Requiem For A Dream (1978) concerns four Brooklynites whose lives spiral out of control as they succumb to their addictions. Harry and Marion are in love and Tyrone is their friend. Sara is Harry's lonely, widowed mother. Sara's dream is to be on TV and when a phone call from a casting company gets her hopes up, she starts bingeing on diet pills to lose weight. She becomes addicted and delirious, and ends up in the hospital undergoing shock therapy. Harry, Marion, and Tyrone are heroin addicts and decide to make money by buying some uncut product and selling it. Harry and Ty end up in jail, and Marion, now alone takes a hellish path into prostitution to pay for her habit. 

Song of the Silent Snow (1986) is a collection of 15 stories that include Selby's clipped street vernacular and poetic descriptions and is probably his most compassionate book about an uncaring world.

There were also two good films made of Selby's work. 

Last Exit to Brooklyn was made in 1989 by Uli Edel and stars Jennifer Jason Leigh as Tralala, Stephen Lang as Harry Black in Strike, and Alexis Arquette as the tragic transvestite Georgette. 

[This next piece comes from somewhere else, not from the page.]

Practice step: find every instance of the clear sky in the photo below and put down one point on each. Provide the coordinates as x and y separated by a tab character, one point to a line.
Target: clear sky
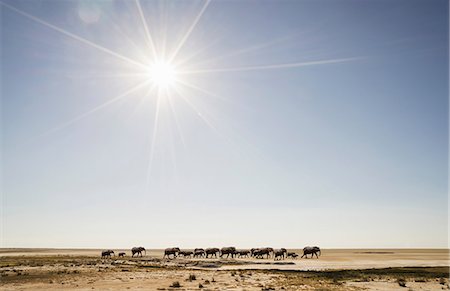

Requiem For A Dream is directed by Darren Aronofsky and stars Ellen Burstyn, Jared Leto, Jennifer Connelly, and Marlon Wayans. The film has an interesting soundtrack and uses innovative camera work and editing to depict the points of view of the characters who are drug addicts.

The documentary film HUBERT SELBY JR: It/ll Be Better Tormorrow came out in 2005 and is a good overview of Selby's life and work.